Cleaned files are the final, cleaned text that QuantGov uses for its word count, restriction counts, and other analysis. These will always be simple text files, converted from the original, raw format and cleaned. Cleaning involves stripping out unnecessary spaces, special characters, and punctuation, with the exception of periods, commas, exclamation marks, and question marks. We clean these files to make them as standardized as possible and prevent introduction of noise into text classification and other types of analysis.
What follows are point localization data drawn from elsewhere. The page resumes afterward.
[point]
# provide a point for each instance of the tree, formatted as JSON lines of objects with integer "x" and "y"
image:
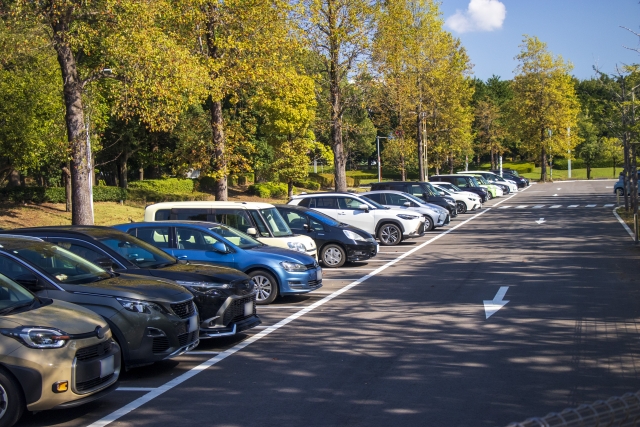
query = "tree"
{"x": 123, "y": 40}
{"x": 544, "y": 104}
{"x": 338, "y": 32}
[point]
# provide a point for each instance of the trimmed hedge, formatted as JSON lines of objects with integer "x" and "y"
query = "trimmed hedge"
{"x": 269, "y": 190}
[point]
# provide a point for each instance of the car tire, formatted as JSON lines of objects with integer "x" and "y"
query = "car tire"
{"x": 389, "y": 234}
{"x": 428, "y": 223}
{"x": 11, "y": 400}
{"x": 333, "y": 256}
{"x": 266, "y": 285}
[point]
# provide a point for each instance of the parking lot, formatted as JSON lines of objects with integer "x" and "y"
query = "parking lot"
{"x": 406, "y": 338}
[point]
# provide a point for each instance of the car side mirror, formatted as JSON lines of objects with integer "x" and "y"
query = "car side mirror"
{"x": 220, "y": 248}
{"x": 105, "y": 263}
{"x": 30, "y": 282}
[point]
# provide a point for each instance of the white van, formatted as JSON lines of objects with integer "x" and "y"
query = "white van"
{"x": 260, "y": 220}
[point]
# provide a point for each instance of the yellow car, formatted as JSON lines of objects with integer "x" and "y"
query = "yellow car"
{"x": 53, "y": 354}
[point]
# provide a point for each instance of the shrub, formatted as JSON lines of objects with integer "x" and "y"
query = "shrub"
{"x": 269, "y": 190}
{"x": 169, "y": 185}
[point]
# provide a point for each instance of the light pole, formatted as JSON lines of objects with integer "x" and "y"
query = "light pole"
{"x": 378, "y": 147}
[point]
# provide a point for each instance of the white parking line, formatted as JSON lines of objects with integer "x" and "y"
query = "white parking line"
{"x": 119, "y": 413}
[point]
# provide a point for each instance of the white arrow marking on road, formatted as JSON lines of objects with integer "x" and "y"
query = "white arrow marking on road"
{"x": 492, "y": 306}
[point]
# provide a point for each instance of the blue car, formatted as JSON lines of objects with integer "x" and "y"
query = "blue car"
{"x": 274, "y": 271}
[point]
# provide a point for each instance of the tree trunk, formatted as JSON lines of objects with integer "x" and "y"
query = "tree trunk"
{"x": 220, "y": 162}
{"x": 67, "y": 187}
{"x": 81, "y": 210}
{"x": 543, "y": 165}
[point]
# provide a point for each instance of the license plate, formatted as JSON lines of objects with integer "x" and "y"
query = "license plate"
{"x": 107, "y": 367}
{"x": 248, "y": 308}
{"x": 193, "y": 324}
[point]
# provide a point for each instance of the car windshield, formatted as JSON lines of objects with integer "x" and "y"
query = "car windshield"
{"x": 275, "y": 222}
{"x": 13, "y": 295}
{"x": 238, "y": 238}
{"x": 138, "y": 252}
{"x": 324, "y": 219}
{"x": 60, "y": 264}
{"x": 413, "y": 198}
{"x": 372, "y": 203}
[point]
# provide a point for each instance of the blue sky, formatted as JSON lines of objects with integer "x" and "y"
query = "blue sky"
{"x": 585, "y": 32}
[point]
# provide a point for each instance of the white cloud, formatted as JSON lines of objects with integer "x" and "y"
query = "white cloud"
{"x": 481, "y": 15}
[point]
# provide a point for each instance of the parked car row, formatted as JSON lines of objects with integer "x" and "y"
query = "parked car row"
{"x": 79, "y": 304}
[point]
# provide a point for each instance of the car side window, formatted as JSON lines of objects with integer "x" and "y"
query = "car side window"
{"x": 84, "y": 251}
{"x": 326, "y": 203}
{"x": 294, "y": 220}
{"x": 191, "y": 239}
{"x": 396, "y": 199}
{"x": 156, "y": 236}
{"x": 377, "y": 197}
{"x": 349, "y": 203}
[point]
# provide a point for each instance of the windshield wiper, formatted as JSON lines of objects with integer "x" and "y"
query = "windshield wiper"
{"x": 15, "y": 307}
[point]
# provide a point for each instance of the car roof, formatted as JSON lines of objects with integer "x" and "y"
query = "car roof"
{"x": 211, "y": 204}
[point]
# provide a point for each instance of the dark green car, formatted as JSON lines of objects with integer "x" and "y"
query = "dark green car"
{"x": 152, "y": 319}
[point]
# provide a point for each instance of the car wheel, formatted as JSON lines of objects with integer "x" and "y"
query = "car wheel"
{"x": 333, "y": 256}
{"x": 266, "y": 285}
{"x": 11, "y": 400}
{"x": 389, "y": 235}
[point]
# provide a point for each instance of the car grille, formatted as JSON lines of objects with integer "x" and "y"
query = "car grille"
{"x": 160, "y": 344}
{"x": 184, "y": 309}
{"x": 93, "y": 383}
{"x": 94, "y": 351}
{"x": 187, "y": 338}
{"x": 235, "y": 311}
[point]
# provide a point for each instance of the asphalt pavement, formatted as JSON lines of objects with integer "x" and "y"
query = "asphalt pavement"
{"x": 404, "y": 339}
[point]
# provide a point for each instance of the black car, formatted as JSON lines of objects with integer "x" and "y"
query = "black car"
{"x": 151, "y": 319}
{"x": 465, "y": 182}
{"x": 337, "y": 242}
{"x": 423, "y": 190}
{"x": 225, "y": 297}
{"x": 520, "y": 181}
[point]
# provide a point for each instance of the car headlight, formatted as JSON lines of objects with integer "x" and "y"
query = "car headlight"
{"x": 139, "y": 306}
{"x": 297, "y": 246}
{"x": 293, "y": 266}
{"x": 203, "y": 287}
{"x": 407, "y": 217}
{"x": 354, "y": 236}
{"x": 38, "y": 337}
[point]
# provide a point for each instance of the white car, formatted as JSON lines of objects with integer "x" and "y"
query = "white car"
{"x": 260, "y": 220}
{"x": 497, "y": 179}
{"x": 434, "y": 215}
{"x": 391, "y": 226}
{"x": 465, "y": 200}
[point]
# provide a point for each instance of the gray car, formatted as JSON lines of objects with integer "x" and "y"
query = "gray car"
{"x": 434, "y": 215}
{"x": 151, "y": 319}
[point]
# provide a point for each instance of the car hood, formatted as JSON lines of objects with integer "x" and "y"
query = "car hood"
{"x": 136, "y": 287}
{"x": 280, "y": 254}
{"x": 199, "y": 272}
{"x": 67, "y": 317}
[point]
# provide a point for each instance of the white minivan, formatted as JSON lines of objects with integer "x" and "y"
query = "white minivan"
{"x": 260, "y": 220}
{"x": 391, "y": 226}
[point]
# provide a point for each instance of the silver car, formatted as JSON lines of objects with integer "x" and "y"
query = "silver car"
{"x": 434, "y": 215}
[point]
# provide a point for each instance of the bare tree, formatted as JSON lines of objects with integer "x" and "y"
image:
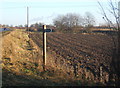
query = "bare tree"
{"x": 89, "y": 19}
{"x": 115, "y": 24}
{"x": 68, "y": 21}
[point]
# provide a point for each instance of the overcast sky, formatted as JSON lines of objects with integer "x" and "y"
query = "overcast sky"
{"x": 13, "y": 12}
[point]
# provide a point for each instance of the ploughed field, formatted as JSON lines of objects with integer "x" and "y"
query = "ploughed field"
{"x": 87, "y": 51}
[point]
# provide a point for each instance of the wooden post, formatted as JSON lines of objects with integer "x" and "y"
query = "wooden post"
{"x": 44, "y": 47}
{"x": 101, "y": 75}
{"x": 27, "y": 18}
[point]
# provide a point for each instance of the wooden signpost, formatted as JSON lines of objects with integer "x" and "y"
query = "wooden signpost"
{"x": 44, "y": 47}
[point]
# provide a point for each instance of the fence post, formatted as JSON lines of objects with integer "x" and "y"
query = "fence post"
{"x": 44, "y": 47}
{"x": 101, "y": 74}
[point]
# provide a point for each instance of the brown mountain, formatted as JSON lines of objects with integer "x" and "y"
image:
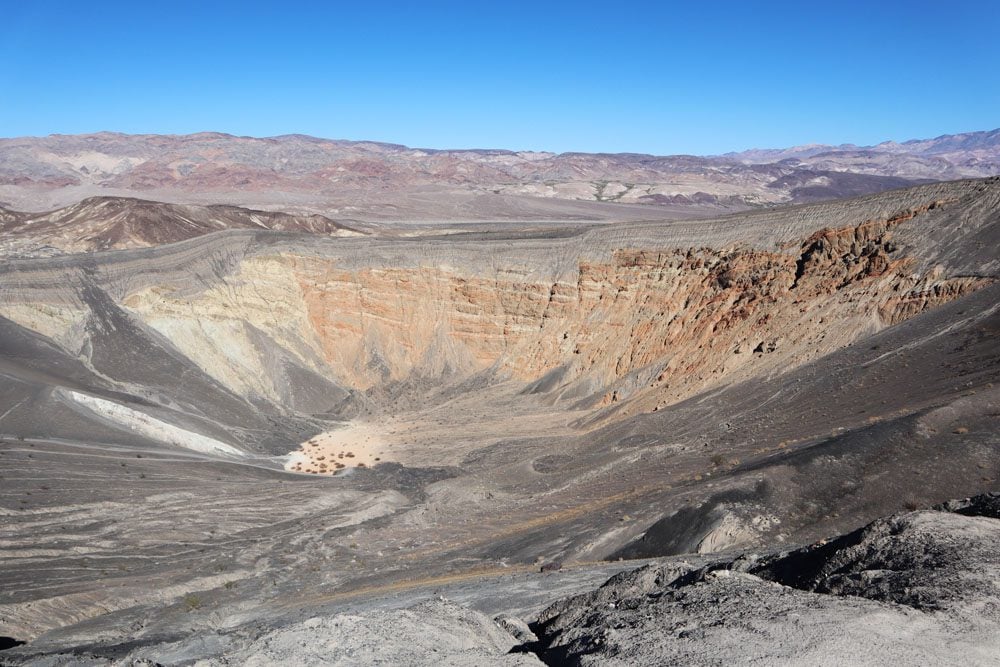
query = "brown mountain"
{"x": 376, "y": 181}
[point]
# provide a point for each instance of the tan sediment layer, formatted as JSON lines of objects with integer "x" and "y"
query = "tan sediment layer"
{"x": 355, "y": 445}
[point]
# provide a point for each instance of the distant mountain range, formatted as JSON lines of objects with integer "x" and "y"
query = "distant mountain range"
{"x": 376, "y": 181}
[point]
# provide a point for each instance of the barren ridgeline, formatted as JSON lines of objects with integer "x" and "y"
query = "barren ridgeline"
{"x": 267, "y": 420}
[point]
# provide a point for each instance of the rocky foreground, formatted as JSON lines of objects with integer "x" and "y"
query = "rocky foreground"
{"x": 915, "y": 588}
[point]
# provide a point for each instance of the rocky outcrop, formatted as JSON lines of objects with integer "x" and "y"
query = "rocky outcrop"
{"x": 628, "y": 319}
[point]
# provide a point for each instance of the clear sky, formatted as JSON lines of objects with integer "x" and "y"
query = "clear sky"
{"x": 658, "y": 77}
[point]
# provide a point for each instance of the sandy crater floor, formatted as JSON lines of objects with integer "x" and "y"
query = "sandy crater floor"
{"x": 355, "y": 445}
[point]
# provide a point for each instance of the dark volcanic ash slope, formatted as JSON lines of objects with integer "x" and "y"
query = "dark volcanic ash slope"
{"x": 917, "y": 588}
{"x": 638, "y": 389}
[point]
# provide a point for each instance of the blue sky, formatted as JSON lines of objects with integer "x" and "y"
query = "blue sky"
{"x": 656, "y": 77}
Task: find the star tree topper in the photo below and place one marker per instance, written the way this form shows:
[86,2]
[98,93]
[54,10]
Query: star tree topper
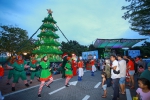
[49,11]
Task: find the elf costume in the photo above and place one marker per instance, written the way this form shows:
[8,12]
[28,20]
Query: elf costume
[92,62]
[64,56]
[74,65]
[34,68]
[68,72]
[45,71]
[45,74]
[1,71]
[80,70]
[19,72]
[11,72]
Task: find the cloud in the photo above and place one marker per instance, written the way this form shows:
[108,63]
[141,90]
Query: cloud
[83,21]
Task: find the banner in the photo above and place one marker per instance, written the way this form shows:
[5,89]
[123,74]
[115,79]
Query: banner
[134,53]
[89,54]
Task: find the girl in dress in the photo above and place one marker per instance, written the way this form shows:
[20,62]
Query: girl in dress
[45,74]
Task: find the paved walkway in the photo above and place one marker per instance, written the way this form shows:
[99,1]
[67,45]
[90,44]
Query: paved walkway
[88,89]
[5,89]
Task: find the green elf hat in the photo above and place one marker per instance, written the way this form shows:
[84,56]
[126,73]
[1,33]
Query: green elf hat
[43,55]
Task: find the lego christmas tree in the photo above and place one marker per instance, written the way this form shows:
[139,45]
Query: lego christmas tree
[48,40]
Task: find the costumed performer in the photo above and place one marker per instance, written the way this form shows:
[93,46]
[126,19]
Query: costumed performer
[64,57]
[34,68]
[11,71]
[80,70]
[19,66]
[68,72]
[45,74]
[74,65]
[92,62]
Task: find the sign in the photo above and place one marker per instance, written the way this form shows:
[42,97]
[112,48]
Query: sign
[89,54]
[134,53]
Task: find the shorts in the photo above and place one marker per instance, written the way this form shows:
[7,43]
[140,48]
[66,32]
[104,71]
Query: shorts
[122,80]
[104,87]
[18,75]
[131,72]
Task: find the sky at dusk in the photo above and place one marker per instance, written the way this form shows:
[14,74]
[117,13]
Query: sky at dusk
[80,20]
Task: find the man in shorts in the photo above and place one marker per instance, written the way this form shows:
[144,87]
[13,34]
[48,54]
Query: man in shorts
[122,67]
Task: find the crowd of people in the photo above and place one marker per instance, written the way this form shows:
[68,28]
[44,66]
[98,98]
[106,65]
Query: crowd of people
[120,71]
[117,71]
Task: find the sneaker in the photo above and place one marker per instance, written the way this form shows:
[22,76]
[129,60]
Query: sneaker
[39,95]
[13,88]
[27,85]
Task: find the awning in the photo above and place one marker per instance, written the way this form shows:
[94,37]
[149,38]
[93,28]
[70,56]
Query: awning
[116,43]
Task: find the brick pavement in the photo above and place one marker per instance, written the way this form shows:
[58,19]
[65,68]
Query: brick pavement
[78,92]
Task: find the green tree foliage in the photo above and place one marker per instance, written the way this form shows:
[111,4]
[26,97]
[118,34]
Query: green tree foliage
[14,40]
[138,13]
[73,47]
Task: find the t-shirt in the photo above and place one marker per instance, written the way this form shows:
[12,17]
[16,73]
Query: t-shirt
[122,67]
[19,67]
[131,64]
[145,74]
[141,62]
[143,96]
[113,75]
[148,65]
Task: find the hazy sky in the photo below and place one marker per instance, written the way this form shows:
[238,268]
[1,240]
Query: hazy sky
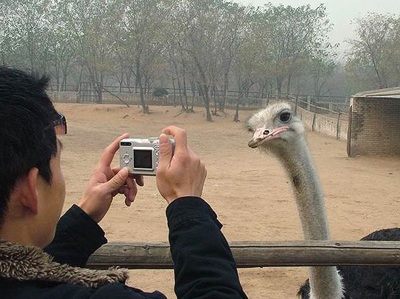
[340,13]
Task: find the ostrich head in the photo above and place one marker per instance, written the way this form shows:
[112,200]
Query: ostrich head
[275,128]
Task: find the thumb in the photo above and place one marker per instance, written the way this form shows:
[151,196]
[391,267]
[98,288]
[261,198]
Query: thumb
[165,154]
[117,180]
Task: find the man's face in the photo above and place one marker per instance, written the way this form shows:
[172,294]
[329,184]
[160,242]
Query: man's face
[52,200]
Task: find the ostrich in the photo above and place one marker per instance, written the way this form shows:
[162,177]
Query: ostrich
[278,131]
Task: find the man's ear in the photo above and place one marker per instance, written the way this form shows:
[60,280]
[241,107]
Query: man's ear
[29,198]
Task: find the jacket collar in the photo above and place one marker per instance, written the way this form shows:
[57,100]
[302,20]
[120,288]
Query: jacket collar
[32,263]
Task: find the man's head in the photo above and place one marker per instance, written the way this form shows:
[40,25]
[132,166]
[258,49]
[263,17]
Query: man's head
[29,149]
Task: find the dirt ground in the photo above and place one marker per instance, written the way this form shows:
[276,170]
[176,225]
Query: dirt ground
[248,190]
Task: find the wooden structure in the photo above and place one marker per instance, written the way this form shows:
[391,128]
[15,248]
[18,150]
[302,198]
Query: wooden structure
[256,254]
[374,123]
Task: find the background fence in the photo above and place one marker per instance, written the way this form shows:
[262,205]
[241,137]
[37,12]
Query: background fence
[326,115]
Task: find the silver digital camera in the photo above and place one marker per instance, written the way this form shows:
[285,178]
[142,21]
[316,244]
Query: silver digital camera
[140,155]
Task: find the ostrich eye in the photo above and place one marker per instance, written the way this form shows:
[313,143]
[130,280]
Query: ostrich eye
[285,117]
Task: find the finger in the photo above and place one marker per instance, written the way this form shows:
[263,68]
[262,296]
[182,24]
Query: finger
[139,179]
[179,136]
[109,152]
[165,154]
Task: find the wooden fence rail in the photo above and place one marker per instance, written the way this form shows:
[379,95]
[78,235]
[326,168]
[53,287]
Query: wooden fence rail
[257,254]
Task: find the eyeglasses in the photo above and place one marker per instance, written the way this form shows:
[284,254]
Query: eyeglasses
[60,125]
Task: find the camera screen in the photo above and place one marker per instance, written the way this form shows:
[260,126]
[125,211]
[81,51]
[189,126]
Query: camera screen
[143,159]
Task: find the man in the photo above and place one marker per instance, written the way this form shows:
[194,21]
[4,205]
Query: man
[32,193]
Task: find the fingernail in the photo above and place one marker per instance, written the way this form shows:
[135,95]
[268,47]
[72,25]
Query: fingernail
[124,172]
[163,138]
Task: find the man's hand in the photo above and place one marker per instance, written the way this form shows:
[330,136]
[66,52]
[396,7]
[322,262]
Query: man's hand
[181,174]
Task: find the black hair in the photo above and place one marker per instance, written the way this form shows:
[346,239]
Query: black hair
[27,136]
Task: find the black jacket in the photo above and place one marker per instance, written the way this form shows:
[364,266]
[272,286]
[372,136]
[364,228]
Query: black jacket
[203,263]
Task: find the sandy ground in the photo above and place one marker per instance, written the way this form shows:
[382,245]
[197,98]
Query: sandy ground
[248,190]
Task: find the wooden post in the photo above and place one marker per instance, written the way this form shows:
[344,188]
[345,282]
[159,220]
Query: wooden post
[256,254]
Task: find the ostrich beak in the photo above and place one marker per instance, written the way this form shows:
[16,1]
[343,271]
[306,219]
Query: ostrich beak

You may also download the document-level metadata for each one of these jurisdictions that will provide our word counts, restriction counts, and additional information for each file included in that jurisdiction. The metadata will download as a .csv file and includes the following information:
- documentName identifies the exact file in the file download for that jurisdiction that the row is associated with.
- documentTitle refers to the title of the regulation itself.
- documentReference provides information on the location of the document in the organizational scheme of that jurisdiction, as represented on the website where the documents were collected. For instance, Title 20, Part X, Chapter 1 means you can find this document in that particular chapter, part, and title of the jurisdiction's organization scheme for their regulations.
- collectedDate identifies the date on which these documents were collected.
- Total Restrictions represents the summation of all restrictive term counts.
- Total Words represents the total count of all words in the document.
- Terms - May Not: count of "may not" restrictive term.
- Terms - Required: count of "required" restrictive term.
- Terms - Must: count of "must" restrictive term.
- Terms - Shall: count of "shall" restrictive term.
- Terms - Prohibited: count of "prohibited" restrictive term.
- jurisdictionName identifies the name of the jurisdiction.
- agencyName identifies the agency, office, or department that this document is associated with.
- sourceCitation identifies the citation information for this document's associated RegData project.
- sourceName identifies the RegData data series that this document is included in.
- sourceOrganization identifies the organization responsible for the RegData data series of this document.
- sourceUrl provides a Url reference for the organization responsible for this data series, as well as a Url reference for the domain from which the text in this series was collected.
- documentationUrl provides a Url reference for the RegData User's Guide where you can find additional information on these data.